As there is no great skill in predicting just how long a thing like this was going to take to cook, my pal Jodie and I decided to walk around the festival, exploring the many areas of celebration that the city of El Reno cordoned off for my pleasure; running first into the tight but delightful petting zoo, here children 75 pounds and under—sorry, husky kids—could not only ride the miniature ponies for a price cheaper than an actual onion burger, but they could also pet the fully Satanic goats, the slightly-imprisoned turkeys and these two very sleepy creatures I believe to be either lamas or alpacas.
Meanwhile, as children exchanged piles of money hand over foot for faux-weapons that were usually not available out of the area’s top-notch flea markets, crews of underage ninja brigades walked the streets, just in case a rogue fist-fight stationed around a Texas Twister drink, complete in a boot-shaped cup, broke out, as they are sometimes wont to do at these events.
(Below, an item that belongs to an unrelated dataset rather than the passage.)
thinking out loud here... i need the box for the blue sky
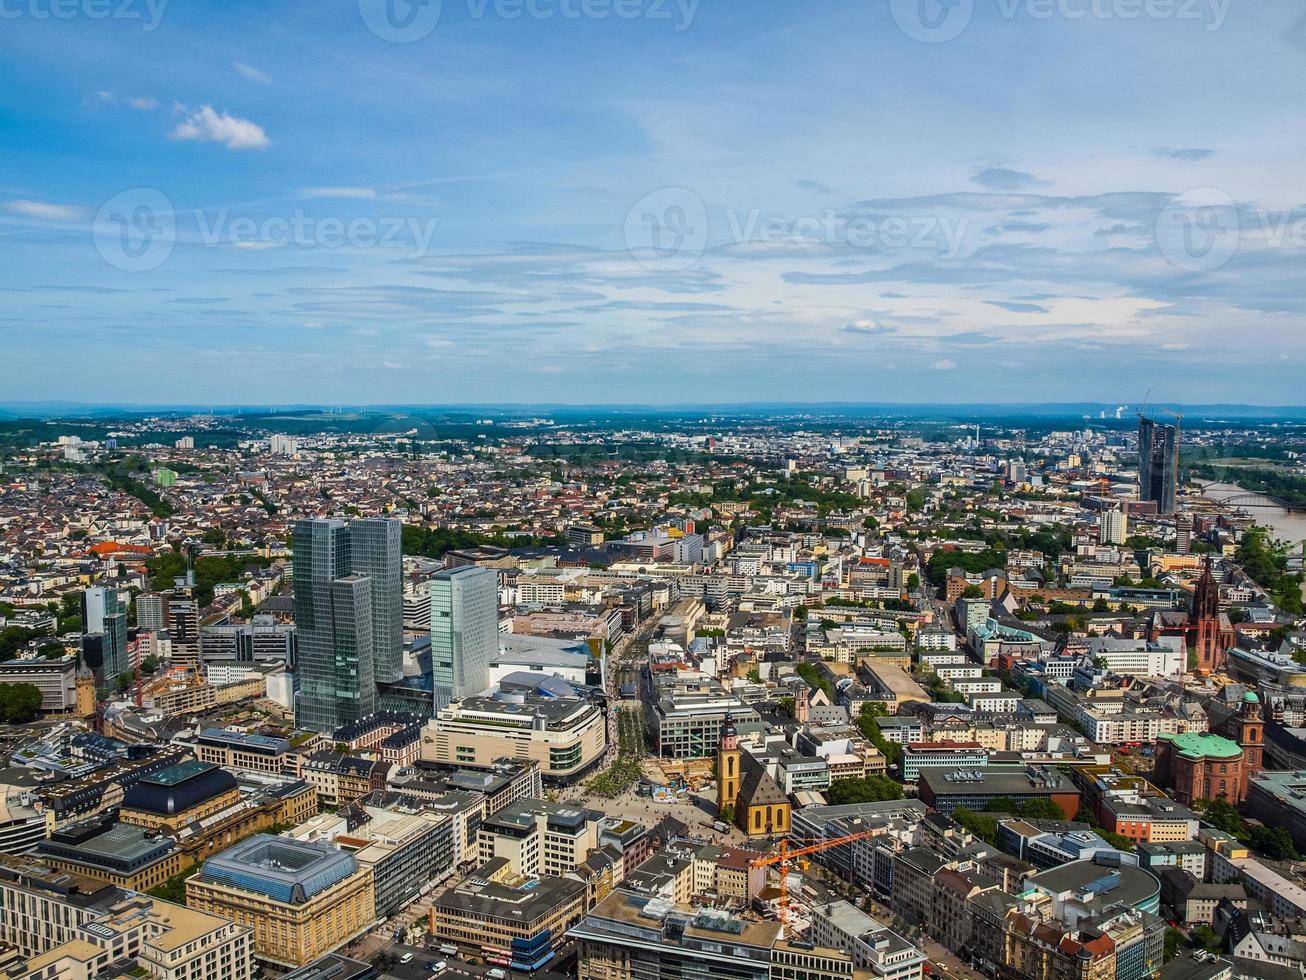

The arts and crafts were, per usual, very big-sellers, especially anything that allowed proud country folk to be fully proud of their prideful heritage—and especially if that heritage was captured by Scentsy. Products aside, which one of us wouldn’t stop to play games like Memaw’s Potty or even pay a buck to see some baby rattlers, which is exactly what you see: baby rattlers.
You got me good on that one, El Reno Burger Day Festival.
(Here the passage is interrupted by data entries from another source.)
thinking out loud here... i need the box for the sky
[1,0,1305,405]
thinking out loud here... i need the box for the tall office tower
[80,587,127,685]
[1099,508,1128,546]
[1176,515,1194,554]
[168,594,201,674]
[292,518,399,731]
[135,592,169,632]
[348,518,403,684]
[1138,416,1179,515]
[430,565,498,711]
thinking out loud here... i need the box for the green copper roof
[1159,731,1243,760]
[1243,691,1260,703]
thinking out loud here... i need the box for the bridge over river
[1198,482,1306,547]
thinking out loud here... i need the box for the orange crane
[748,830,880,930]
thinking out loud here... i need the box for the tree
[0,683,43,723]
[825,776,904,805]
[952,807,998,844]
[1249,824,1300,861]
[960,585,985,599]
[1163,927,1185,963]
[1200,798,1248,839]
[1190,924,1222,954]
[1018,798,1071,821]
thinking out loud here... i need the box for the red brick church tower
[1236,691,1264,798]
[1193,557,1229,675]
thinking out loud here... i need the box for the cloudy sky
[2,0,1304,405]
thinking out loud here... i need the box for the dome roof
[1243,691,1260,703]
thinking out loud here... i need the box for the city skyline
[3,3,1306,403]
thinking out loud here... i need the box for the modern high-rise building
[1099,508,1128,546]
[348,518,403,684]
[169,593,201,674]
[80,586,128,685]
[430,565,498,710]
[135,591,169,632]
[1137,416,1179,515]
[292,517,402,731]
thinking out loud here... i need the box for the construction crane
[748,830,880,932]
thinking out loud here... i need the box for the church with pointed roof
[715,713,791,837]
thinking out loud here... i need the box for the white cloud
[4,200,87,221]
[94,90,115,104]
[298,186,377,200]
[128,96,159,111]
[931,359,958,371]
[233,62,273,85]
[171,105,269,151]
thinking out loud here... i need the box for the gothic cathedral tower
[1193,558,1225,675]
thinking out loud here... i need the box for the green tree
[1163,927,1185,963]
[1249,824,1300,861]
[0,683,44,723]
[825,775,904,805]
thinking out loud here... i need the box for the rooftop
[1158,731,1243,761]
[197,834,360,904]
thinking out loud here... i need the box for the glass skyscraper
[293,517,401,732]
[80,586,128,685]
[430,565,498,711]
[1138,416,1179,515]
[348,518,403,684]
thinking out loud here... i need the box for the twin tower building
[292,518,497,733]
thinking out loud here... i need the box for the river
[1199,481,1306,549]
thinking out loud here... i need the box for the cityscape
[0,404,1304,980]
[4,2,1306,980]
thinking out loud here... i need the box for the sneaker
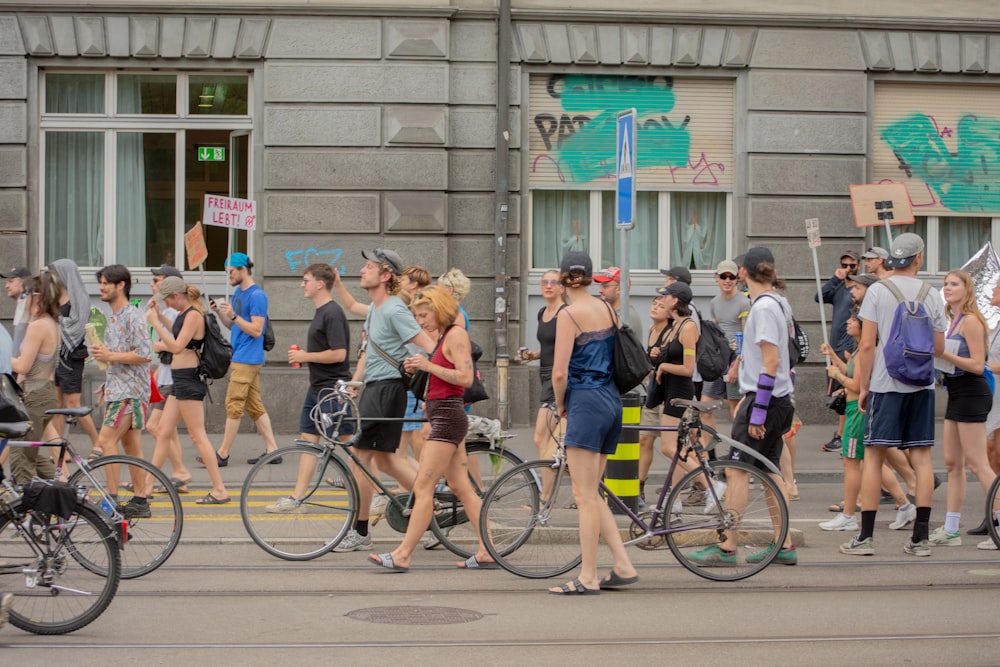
[686,543,736,565]
[746,543,798,565]
[333,529,372,552]
[266,496,305,514]
[819,513,858,532]
[118,499,151,519]
[903,538,932,557]
[703,481,727,515]
[889,503,916,530]
[821,434,842,452]
[370,493,389,516]
[248,452,283,465]
[977,538,999,551]
[0,591,12,630]
[684,487,706,505]
[928,526,961,546]
[422,531,441,550]
[840,535,874,556]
As we walked from one end of the street, where an in-tune white-funk band—Banana Seat, I think it was—were dutifully covering TLC’s “No Scrubs” for the somewhat enthusiastic audience, all the way to the other end of the road were a true collection of Oklahoma’s cultural performers, showing off their traditional God-given talents, featuring the back-to-back display of native Mexican dances by Ballet Folklorico Norahua and the well-trained Indigenous steps of Tradition Not Addiction.
While my friend was marveling at the beauty of these young people committed to their craft at such a young age, I lamented how, when I was offered a chance to learn these steps when I was in middle school, I declined mostly because I was afraid who would have tortured me the next day. Regardless, I walked over to the two young Cheyenne-Arapaho dancers for a picture. Dropping a few dollars on their blanket, interaction with these young heroes of the faith is always a priceless experience.
We headed back down to East Russell and Choctaw for the unveiling of the gargantuan Onion Burger, an sinus-stinging point of pride for the town; much like Depression Era-orphans, the hungry populace stretched their dirty hands out as far as they could go past the makeshift fence, grabbing air and just hoping to get a bite of the free onion burger, handed to them on the whims of the local football team, just to slightly quell the hunger of their stomachs already overloaded with bacon-wrapped chicken and sips of mama’s iced-coffee.
Luckily, it was huge enough so everybody had their fill, including me. It was kind of dry, though.